Travels with Dad
—-This is a story of a complex relationship with my father, Al, who I came to love and understand after he was diagnosed with dementia.—-
We were on a mission……the four of us. Mom, Dad, myself and Camelot. Camelot was a family member’s dog who was moving to Florida to live with another relative. We met the group intercepting him in southern Virginia, bid our farewells to Camelot, and headed towards home. Al’s brother, Addie, and his family live in Northern Virginia, so we took advantage of our time and position to visit them. Mom explained to Al that we were going to stop and visit his brother. Al acknowledged the message.
We arrived in the afternoon, and Aunt Mary showered us with hospitality. Uncle Addie was at work when we arrived, but he knew we were coming. A few hours later, Addie walked through the door, and into the kitchen. Al could hardly contain his excitement at seeing his brother. He stood up and said “Oh geeze! Look who’s here!” At first, I was confused by Al’s reaction. I mean, after all, we were at Addie’s house. Why was he so surprised to see him? Didn’t he recognize Addie’s wife, Mary? I finally caught on, realizing that Al didn’t retain the information Mom gave him, and it didn’t even register where we were. He was not able to connect that it was very likely we’d see Addie at his own home.
My reaction to this just slipped out. I laughed out loud! I caught myself and scanned the faces present to see how others reacted to Al’s child-like surprise. I worried that my laughter would look disrespectful. Al never noticed. He was just so stunned and happy to see his brother. He was caught up in the moment.
Soon after, back at home, my parents were having dinner in a restaurant. Close by, a group of people were having dinner at a long table. One man strongly resembled Addie, and Al caught a glimpse. He said to Mom: “Hey, there’s Addie!” Mom said: “No AL, that’s not Addie.” Al insisted that it was, stood up, and headed to “Addie’s” table. Mom jumped up at the same time to warn this “Addie” person that Al thinks he’s his brother.
They came face to face with this gentleman, and as Al was extending his hand to shake his “brother’s” hand, Mom quickly said: “Al, who has Alzheimer’s, thinks you’re his brother Addie.” This man, who was not the least bit intimidated, assumed the role of Addie. They carried on a conversation of “How are you’s?” “What’s new?” and, “Things are great.” Al was thrilled that he got to see his “brother” again. And, Mom was so relieved that this man played along with the charade.

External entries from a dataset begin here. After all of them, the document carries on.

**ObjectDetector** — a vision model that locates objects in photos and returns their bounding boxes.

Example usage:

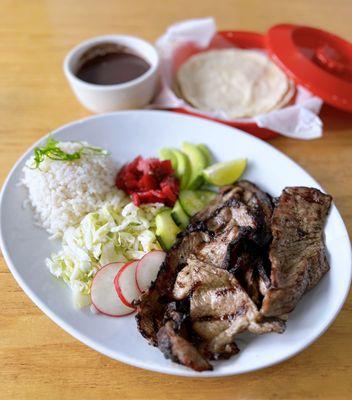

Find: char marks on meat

[262,187,332,316]
[136,181,331,371]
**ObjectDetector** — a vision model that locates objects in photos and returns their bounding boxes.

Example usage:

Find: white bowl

[63,35,159,113]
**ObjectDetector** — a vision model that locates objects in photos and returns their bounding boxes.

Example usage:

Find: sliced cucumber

[155,209,181,250]
[179,190,216,217]
[171,200,189,229]
[182,142,207,189]
[197,143,213,167]
[159,148,177,171]
[171,149,191,189]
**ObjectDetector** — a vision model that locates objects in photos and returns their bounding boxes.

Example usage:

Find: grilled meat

[261,187,332,316]
[136,181,331,371]
[173,256,284,359]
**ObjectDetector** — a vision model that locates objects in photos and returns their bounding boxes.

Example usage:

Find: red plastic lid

[266,24,352,112]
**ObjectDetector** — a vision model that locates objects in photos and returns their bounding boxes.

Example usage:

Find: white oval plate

[0,111,351,377]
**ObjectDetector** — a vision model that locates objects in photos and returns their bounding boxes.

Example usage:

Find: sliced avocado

[171,200,189,229]
[155,209,181,250]
[179,190,216,217]
[159,147,177,171]
[170,149,192,189]
[182,142,207,189]
[197,143,213,167]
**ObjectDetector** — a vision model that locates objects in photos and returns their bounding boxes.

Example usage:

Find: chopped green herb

[34,138,108,168]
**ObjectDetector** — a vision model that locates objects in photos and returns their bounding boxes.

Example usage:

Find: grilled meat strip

These incidents were undeniable realizations that Dad’s condition was deteriorating. He was so child-like at times, yet looking like and adult, like my father. I can remember watching him during similar situations, and thinking, “Is that really my father?!?!” I shared many of these stories with my friends as they happened. It helped to talk about them……not keep things a secret. Most of the time, we’d find the humor and giggle about the funny stories of my ever-changing father.